Chandrashekhar also suggests that the government should focus on the production of value-added goods such as dehydrated onions by helping set up processing plants in onion-growing areas.

'Anti-farmer' move

The export ban is the latest step by the Indian government to reduce the pain of the consumers.

In June, it withdrew 10% export incentives on the vegetable to keep prices in check. Earlier this month, New Delhi moved to curb onion shipments by imposing a minimum export price of $850 per ton — a price that exporters said was too high and would prompt their major importers such as Bangladesh, the United Arab Emirates and Malaysia to turn to China and other sellers.

Critics argue that the government's measures to artificially suppress prices hurt the onion farmers who are constantly fleeced by the middlemen.

"Banning exports is an anti-farmer move. Why should farmers be deprived of getting higher prices," Chandrashekhar said.

Tremors abroad

The tremors of the ban are being felt in neighboring Bangladesh, where onion prices skyrocketed within hours of the decision.
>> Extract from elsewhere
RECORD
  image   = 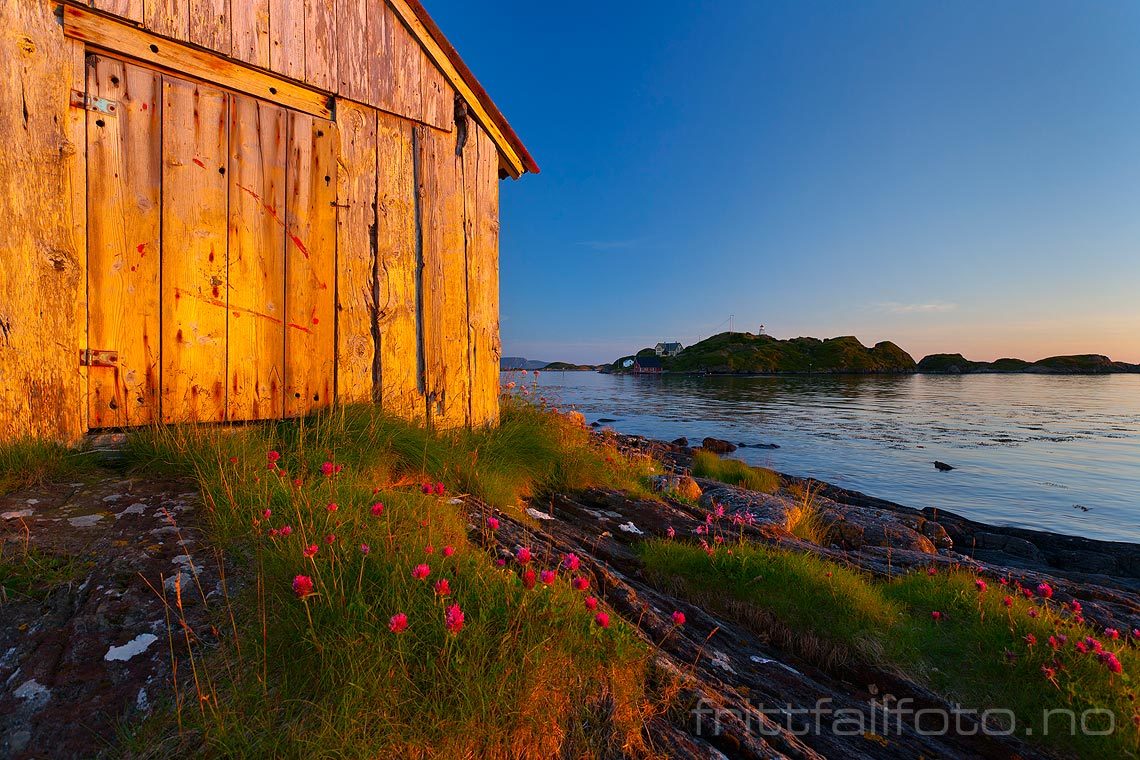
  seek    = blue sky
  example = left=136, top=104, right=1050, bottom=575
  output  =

Onion prices jumped in wholesale markets across the country, The Daily Star newspaper reported, adding that traders feared that prices could climb further.

Bangladesh bought nearly $60 million worth of the vegetable — about 60% of its total onion imports — from India in 2017.

The prices of Indian onions in the UAE, another major importer, are also beginning to rise, the Gulf News reported. Indian onions are popular among South-Asian expats in the country.